A recent Huffington Post blog post offered insight into how B2B CMOs will need to think about connecting and engaging with buyers. In the post, several CMOs were interviewed, and research was cited that paints a clear picture as to the shifting digital landscape facing today’s marketing executives. One such study is recent Gartner research showing the growing impact of digital channels puts pressure on B2B brands to engage with customers in a way that they have not in the past. The digital age has given extra empowerment to customers and their expectations of how brands should interact with them have changed. 

For businesses to succeed, they will need to redefine how they interact with customers by providing information and support that is customer-driven, not company-driven.
Best-selling marketing author Seth Godin has been asking marketers whether they are “buying momentary attention or are you investing in a long term asset?  Stop renting an audience – build one.” A decade later the research continues to mount that this is no longer an option, but a requirement for marketing strategy in the today’s competitive environment.
This new marketing “strategy,” which includes having to build a community and communicate one-to-one with customers on multiple different channels, can be downright overwhelming to a CMO who may not have had a lot of experience with direct customer interactions. This shift from a monologue (pushing messages) to a dialogue (engaging in conversations) essentially shifts control from the brand to the buyer. CMOs are just now coming to grips with this new reality, and this means traditional marketing tactics need to be re-examined.
The rise of the digital CMO was recently highlighted in a Harvard Business Review post, noting that by 2015, 25% of the enterprises will appoint a chief digital officer to potentially drive digital transformation initiatives. So how can a CMO overcome the obstacles of marketing in the digital age and achieve success?
Here are some ideas to consider:
Partner with the CIO: According to a recent Wired magazine post, “Who Owns Big Data: The CMO or CIO?” there is much discussion around who should own big data. The Wired blog concludes that, “The CMO can’t own big data, because the CMO cannot architect a cloud solution that will help big data be stored and quickly processed. The CMO can choose the tools for the purposes of analytics and data reconciliation, but the CIO makes them work.” We believe that the CMO will own the data generated from Big Data infrastructure, and that presents an opportunity for CMOs willing to understand today’s transformational technology.
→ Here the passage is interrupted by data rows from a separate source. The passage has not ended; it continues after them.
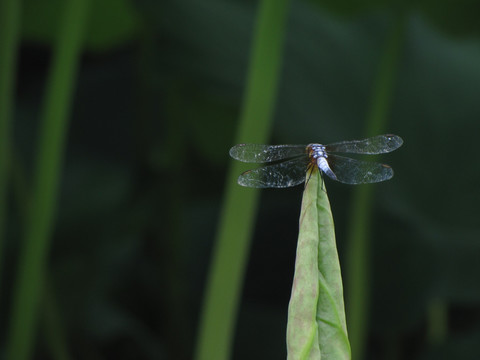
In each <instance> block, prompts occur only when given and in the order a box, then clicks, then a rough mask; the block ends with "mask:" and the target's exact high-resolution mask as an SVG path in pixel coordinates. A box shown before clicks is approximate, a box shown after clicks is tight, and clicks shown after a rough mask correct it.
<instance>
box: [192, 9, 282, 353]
mask: <svg viewBox="0 0 480 360" xmlns="http://www.w3.org/2000/svg"><path fill="white" fill-rule="evenodd" d="M288 3H289V0H262V2H261V3H260V8H259V11H258V18H257V25H256V30H255V34H254V42H253V47H252V52H251V59H250V69H249V73H248V79H247V87H246V93H245V99H244V105H243V111H242V116H241V120H240V124H239V128H238V132H237V141H238V142H245V141H246V140H248V142H259V143H263V142H266V141H267V140H268V137H269V134H270V128H271V123H272V114H273V109H274V104H275V98H276V93H277V84H278V77H279V70H280V66H281V62H282V51H283V42H284V33H285V26H286V18H287V9H288ZM240 172H241V165H240V164H238V163H234V164H233V165H232V166H231V167H230V170H229V173H228V176H227V186H226V194H225V200H224V204H223V208H222V212H221V214H222V215H221V219H220V223H219V229H218V234H217V239H216V244H215V248H214V253H213V258H212V264H211V268H210V273H209V276H208V283H207V288H206V293H205V299H204V305H203V310H202V314H201V319H200V324H199V330H198V335H197V346H196V353H195V358H196V359H197V360H217V359H222V360H223V359H228V358H229V355H230V348H231V345H232V338H233V331H234V327H235V321H236V315H237V308H238V305H239V299H240V296H241V293H240V291H241V288H242V283H243V276H244V273H245V267H246V260H247V256H248V251H249V248H250V238H251V234H252V228H253V222H254V218H255V214H256V208H257V200H258V190H254V189H244V188H241V187H240V186H238V185H237V181H236V179H237V177H238V175H239V174H240Z"/></svg>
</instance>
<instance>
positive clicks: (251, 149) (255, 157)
mask: <svg viewBox="0 0 480 360" xmlns="http://www.w3.org/2000/svg"><path fill="white" fill-rule="evenodd" d="M306 152H307V147H306V146H305V145H260V144H238V145H235V146H234V147H232V148H231V149H230V156H231V157H233V158H234V159H236V160H240V161H243V162H250V163H262V162H272V161H278V160H283V159H289V158H292V157H296V156H301V155H306Z"/></svg>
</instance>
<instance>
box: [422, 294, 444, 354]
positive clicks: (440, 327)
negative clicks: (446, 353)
mask: <svg viewBox="0 0 480 360" xmlns="http://www.w3.org/2000/svg"><path fill="white" fill-rule="evenodd" d="M427 326H428V328H427V339H428V342H429V343H430V344H431V345H434V346H438V345H440V344H441V343H442V342H444V341H445V339H446V338H447V333H448V306H447V303H446V302H445V301H444V300H442V299H440V298H433V299H431V300H430V301H429V303H428V307H427Z"/></svg>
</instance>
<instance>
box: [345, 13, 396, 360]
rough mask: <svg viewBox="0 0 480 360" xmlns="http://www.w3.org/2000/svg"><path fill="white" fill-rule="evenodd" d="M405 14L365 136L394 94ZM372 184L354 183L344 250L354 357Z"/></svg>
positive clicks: (365, 274)
mask: <svg viewBox="0 0 480 360" xmlns="http://www.w3.org/2000/svg"><path fill="white" fill-rule="evenodd" d="M404 27H405V16H404V15H403V14H401V15H397V18H396V19H395V21H394V23H393V24H392V29H391V31H390V34H389V35H388V36H387V39H386V46H385V51H384V53H383V55H382V59H381V62H380V67H379V69H378V73H377V78H376V82H375V85H374V88H373V94H372V103H371V108H370V114H369V115H368V117H367V124H366V125H367V126H366V136H374V135H379V134H382V133H383V132H384V131H385V129H386V127H387V126H386V124H387V114H388V111H389V109H390V106H391V102H392V98H393V96H392V95H393V89H394V82H395V78H396V75H397V70H398V60H399V56H400V50H401V45H402V40H403V36H404ZM373 189H374V186H373V185H363V186H358V187H355V190H354V194H353V201H352V209H351V220H350V226H349V234H348V244H349V245H348V249H347V254H346V257H347V258H346V271H347V272H346V278H347V286H346V291H345V294H346V309H347V323H348V333H349V337H350V344H351V347H352V356H353V358H354V359H359V360H360V359H362V358H364V356H365V347H366V346H365V345H366V341H367V335H368V322H367V319H368V317H369V301H370V293H369V292H370V289H369V278H370V268H369V265H370V236H371V222H372V203H373Z"/></svg>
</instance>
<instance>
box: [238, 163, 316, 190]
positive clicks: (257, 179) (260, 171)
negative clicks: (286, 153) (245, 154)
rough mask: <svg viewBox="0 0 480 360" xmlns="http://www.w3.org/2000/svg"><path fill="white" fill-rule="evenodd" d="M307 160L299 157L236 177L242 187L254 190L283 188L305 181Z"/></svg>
mask: <svg viewBox="0 0 480 360" xmlns="http://www.w3.org/2000/svg"><path fill="white" fill-rule="evenodd" d="M307 165H308V158H307V157H301V158H297V159H292V160H287V161H285V162H282V163H278V164H273V165H267V166H264V167H261V168H258V169H254V170H248V171H245V172H244V173H243V174H241V175H240V176H239V177H238V183H239V184H240V185H242V186H247V187H255V188H285V187H291V186H295V185H298V184H301V183H302V182H304V181H305V175H306V171H307Z"/></svg>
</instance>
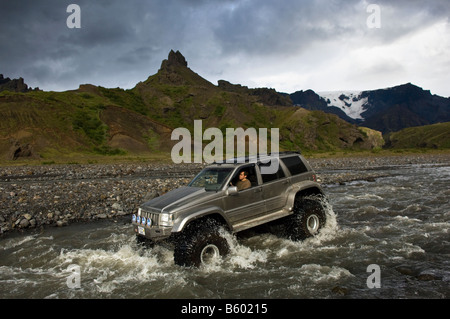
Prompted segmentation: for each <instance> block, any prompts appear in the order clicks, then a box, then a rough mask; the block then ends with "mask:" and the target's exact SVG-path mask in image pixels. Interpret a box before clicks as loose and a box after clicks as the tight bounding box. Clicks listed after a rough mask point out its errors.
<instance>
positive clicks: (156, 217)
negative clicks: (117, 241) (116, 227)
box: [132, 152, 326, 267]
mask: <svg viewBox="0 0 450 319" xmlns="http://www.w3.org/2000/svg"><path fill="white" fill-rule="evenodd" d="M274 164H276V165H274ZM269 166H270V167H271V168H274V167H275V169H268V167H269ZM324 200H325V196H324V193H323V190H322V188H321V187H320V185H319V184H318V183H317V181H316V175H315V173H314V172H313V170H312V169H311V166H310V165H309V164H308V162H307V161H306V160H305V158H304V157H303V156H302V155H301V154H300V153H297V152H281V153H277V154H271V155H265V156H257V157H256V156H255V157H246V158H235V159H233V160H231V161H230V160H227V161H224V162H220V163H214V164H211V165H209V166H207V167H205V168H204V169H203V170H202V171H201V172H200V173H199V174H198V175H197V176H196V177H195V178H194V179H193V180H192V181H191V182H190V183H189V184H188V185H187V186H184V187H181V188H178V189H175V190H172V191H170V192H168V193H166V194H164V195H162V196H160V197H156V198H154V199H152V200H150V201H148V202H146V203H144V204H142V205H141V206H140V208H139V209H138V212H137V214H134V215H133V216H132V225H133V227H134V231H135V233H136V236H137V241H138V242H140V243H155V242H159V241H161V240H169V241H170V242H172V243H174V260H175V263H176V264H178V265H182V266H196V267H198V266H200V265H202V264H207V263H209V262H212V261H213V260H215V259H216V258H219V257H220V256H225V255H226V254H227V253H228V252H229V245H228V242H227V240H226V239H225V237H224V236H223V232H222V231H220V230H221V229H224V230H226V231H228V232H231V233H237V232H240V231H243V230H246V229H249V228H253V227H256V226H260V225H263V224H265V225H271V226H274V227H272V228H273V229H277V230H278V231H279V233H280V234H282V235H285V236H286V237H288V238H290V239H292V240H302V239H305V238H307V237H310V236H314V235H316V234H317V233H318V232H319V230H320V229H321V228H322V227H323V225H324V224H325V222H326V214H325V209H324V205H323V203H324Z"/></svg>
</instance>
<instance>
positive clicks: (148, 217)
mask: <svg viewBox="0 0 450 319" xmlns="http://www.w3.org/2000/svg"><path fill="white" fill-rule="evenodd" d="M142 217H145V219H148V218H150V219H151V220H152V227H153V226H159V214H158V213H152V212H149V211H145V210H141V218H142Z"/></svg>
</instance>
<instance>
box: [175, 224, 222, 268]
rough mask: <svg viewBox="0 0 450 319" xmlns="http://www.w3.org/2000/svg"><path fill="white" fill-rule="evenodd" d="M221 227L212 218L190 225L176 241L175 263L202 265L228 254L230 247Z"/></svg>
mask: <svg viewBox="0 0 450 319" xmlns="http://www.w3.org/2000/svg"><path fill="white" fill-rule="evenodd" d="M219 229H220V225H219V224H217V223H216V222H215V221H214V220H211V219H207V220H204V221H202V222H196V223H195V224H192V225H188V227H187V228H186V229H185V230H183V233H182V234H180V236H179V238H178V239H177V241H176V243H175V249H174V261H175V264H177V265H180V266H185V267H200V266H202V265H209V264H212V263H214V262H216V261H217V260H218V259H219V258H222V257H224V256H225V255H227V254H228V253H229V251H230V247H229V245H228V242H227V240H226V239H225V238H224V237H223V235H221V234H220V231H219Z"/></svg>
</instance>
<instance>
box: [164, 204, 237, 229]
mask: <svg viewBox="0 0 450 319" xmlns="http://www.w3.org/2000/svg"><path fill="white" fill-rule="evenodd" d="M207 216H214V218H219V219H222V221H223V222H224V224H225V226H226V227H228V228H229V229H232V228H231V223H230V221H229V220H228V217H227V216H226V214H225V213H224V211H223V210H222V209H221V208H220V207H218V206H212V207H205V208H202V209H200V210H196V211H195V212H192V211H188V212H186V213H183V214H182V215H181V216H179V217H178V218H177V219H176V220H175V221H174V225H173V227H172V233H178V232H181V231H182V230H183V229H184V228H185V227H186V225H187V224H189V223H191V222H193V221H194V220H198V219H200V218H203V217H207Z"/></svg>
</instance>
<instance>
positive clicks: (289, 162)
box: [281, 156, 308, 175]
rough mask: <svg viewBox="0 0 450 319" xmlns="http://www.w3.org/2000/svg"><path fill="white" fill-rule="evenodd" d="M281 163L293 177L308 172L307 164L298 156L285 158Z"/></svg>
mask: <svg viewBox="0 0 450 319" xmlns="http://www.w3.org/2000/svg"><path fill="white" fill-rule="evenodd" d="M281 161H282V162H283V163H284V165H286V167H287V168H288V169H289V172H290V173H291V175H298V174H301V173H304V172H307V171H308V169H307V168H306V166H305V164H304V163H303V161H302V160H301V159H300V157H298V156H291V157H285V158H282V159H281Z"/></svg>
Make Brand Touch Points Count in the Sales Cycle: Recent studies point to consumers being engaged with as much as 11 touch points before making a decision to purchase. In addition, a B2B study found that 60% of the decision-making process is complete before the customer even picks up the phone to contact a business (some studies have shown up to 75% of the process being decided). This means that every touch point a brand has with a customer is critical, because there aren’t as many of them as their used to be in the sales cycle.  The implication for CMOs is to ensure that their brand is “helping customers buy” instead of “selling.”  Educating buyers along the buying cycle is critical.
Broaden Customer Communication Platforms: Brands must embrace those communications channels preferred by their customers and buyers.  Not only will this aid in building a sense of community and trust with target audiences, but digital channels such as social media provide a rich source of insights. Brands can generate four types of insights from monitoring online conversations: (i) brand perception/sentiment, (ii) competitor perception/sentiment, (iii) sales inquiries, and (iv) product/service feedback.
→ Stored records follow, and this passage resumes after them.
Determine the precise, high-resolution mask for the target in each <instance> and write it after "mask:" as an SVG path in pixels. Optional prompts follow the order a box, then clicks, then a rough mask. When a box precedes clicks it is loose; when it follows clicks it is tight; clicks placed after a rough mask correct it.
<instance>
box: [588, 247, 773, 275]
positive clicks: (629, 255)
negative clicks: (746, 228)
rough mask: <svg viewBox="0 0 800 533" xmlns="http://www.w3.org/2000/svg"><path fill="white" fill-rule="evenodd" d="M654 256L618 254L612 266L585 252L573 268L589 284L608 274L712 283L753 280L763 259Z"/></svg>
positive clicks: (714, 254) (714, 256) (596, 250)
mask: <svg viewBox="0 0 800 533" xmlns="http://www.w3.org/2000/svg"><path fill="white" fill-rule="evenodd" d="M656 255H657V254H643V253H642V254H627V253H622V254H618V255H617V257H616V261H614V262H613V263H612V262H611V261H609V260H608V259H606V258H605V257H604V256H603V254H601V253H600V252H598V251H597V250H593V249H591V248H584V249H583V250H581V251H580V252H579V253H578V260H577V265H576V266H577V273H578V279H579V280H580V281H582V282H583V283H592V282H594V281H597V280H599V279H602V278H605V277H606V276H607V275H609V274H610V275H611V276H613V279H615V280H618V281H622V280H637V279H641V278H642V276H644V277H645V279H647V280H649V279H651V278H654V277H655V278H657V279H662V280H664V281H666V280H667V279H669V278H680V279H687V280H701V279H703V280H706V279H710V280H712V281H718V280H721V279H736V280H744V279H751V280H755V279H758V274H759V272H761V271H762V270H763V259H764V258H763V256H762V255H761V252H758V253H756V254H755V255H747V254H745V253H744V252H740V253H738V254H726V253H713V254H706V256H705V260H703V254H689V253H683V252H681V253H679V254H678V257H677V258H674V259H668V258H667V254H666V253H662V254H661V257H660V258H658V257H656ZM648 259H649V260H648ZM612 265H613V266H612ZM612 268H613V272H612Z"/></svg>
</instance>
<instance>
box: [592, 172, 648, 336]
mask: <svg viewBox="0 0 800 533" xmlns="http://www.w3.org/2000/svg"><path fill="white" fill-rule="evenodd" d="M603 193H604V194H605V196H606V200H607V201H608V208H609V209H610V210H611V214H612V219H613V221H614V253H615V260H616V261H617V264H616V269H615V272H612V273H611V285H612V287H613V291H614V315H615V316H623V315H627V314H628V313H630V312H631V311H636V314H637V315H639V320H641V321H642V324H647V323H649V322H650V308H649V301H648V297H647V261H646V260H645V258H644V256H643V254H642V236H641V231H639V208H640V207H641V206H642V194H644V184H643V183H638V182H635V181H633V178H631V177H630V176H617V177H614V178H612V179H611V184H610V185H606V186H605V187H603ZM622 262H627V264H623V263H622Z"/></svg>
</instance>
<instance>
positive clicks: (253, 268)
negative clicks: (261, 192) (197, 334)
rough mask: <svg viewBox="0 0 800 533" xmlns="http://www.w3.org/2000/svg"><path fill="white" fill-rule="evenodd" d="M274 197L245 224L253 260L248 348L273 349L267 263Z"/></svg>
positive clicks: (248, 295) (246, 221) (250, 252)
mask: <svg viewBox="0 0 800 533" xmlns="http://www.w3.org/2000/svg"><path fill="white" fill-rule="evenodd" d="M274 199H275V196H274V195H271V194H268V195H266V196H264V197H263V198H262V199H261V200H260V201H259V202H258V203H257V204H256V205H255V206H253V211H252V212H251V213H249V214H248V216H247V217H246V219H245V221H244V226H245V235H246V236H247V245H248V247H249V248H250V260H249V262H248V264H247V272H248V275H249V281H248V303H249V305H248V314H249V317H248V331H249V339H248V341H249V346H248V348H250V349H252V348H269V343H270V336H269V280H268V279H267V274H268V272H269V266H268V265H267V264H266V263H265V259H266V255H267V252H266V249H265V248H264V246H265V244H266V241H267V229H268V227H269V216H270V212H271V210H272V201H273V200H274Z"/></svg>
Understand Marketing Technology: In today’s digital world, CMOs need to think in terms of technology “stacks” that they can deploy to support their marketing initiatives.  The first component is the website CMS environment that allows real-time content updates to the “hub” of any digital strategy — the website.  The second component should be the analytics platform that provides insights into website behavior and attribution. The third component should be the CRM container that will warehouse data collected from website traffic and other marketing lead capture activities. Understand whether the selected solution offers open API access and native applications, or whether it requires bigger commitments in development funding to extend over time. The fourth component should be marketing automation layer that integrates with CRM to automate ongoing email/social touch points with the CRM records, based on time-based or behavior triggers.  The fifth components should be the social Engagement layer that allows marketers to monitor and engage social networks to build community and build SEO value via inbound links (“social signals” in Google-speak).  The final component is the Content Curation and Editorial layer that allows marketers to gather and organize articles, blogs, RSS feeds, and other sources for use in executing content marketing initiatives. ESNs (enterprise social networks) can also be deployed to connect employees inside a brand to empower collaboration and problem solving.
The real question becomes how do we take all this — the relationships created by social systems and the data analytics — and put it together, in real-time, to help make decisions and solve business problem that can’t be solved in a traditional system?   The answer may lie in getting people and data together in real-time to help facilitate a specific problem and get answers – something that could never be done in the past because all the pieces were separated.